Gerson Leiber - Der fröhliche Aufruhr des Frühlings, 2013. © Leiber Sammlung
Die Handtaschengeschichten
Judith Leiber betrachtete sich nie als Künstlerin, obwohl es heißt, dass Andy Warhol ihr einmal gesagt hat, dass ihre Handtaschen Kunstwerke seien. Man sagt, sie habe darauf reagiert, indem sie ihn korrigierte – und sich selbst als Handwerkerin bezeichnete. Sie konzentrierte sich nur darauf, die besten Taschen zu machen, die man machen konnte. Im Laufe ihrer Karriere schuf sie etwa 100 einzigartige Designs. Viele begannen als einfache Kartonformen, die sie von Hand formte.
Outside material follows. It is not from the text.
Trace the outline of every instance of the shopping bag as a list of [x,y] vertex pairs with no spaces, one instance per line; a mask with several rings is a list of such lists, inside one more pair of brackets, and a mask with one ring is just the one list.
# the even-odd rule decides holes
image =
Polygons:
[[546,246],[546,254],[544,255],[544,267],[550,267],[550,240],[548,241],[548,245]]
Der Karton wurde dann irgendwohin geschickt, normalerweise nach Italien, um aus Metall gefertigt zu werden. Das Stück wurde dann in die Vereinigten Staaten zurückgeschickt, wo die letzten Schliffe – oft Edelsteine oder Vergoldung – von Hand aufgetragen wurden. Trotz ihrer relativ geringen Produktion war ihr Ruf in der Welt der Haute Couture unübertroffen. Die von dieser Handwerkerin entworfenen Handtaschen, die wie ihr Ehemann in Armut und Mühe geboren wurde, wurden von Königen, First Ladies und Geschäftstycoons gekauft. Sie wurden in den besten Einrichtungen verkauft und von Sammlern der feinsten Objekte der Welt geschätzt.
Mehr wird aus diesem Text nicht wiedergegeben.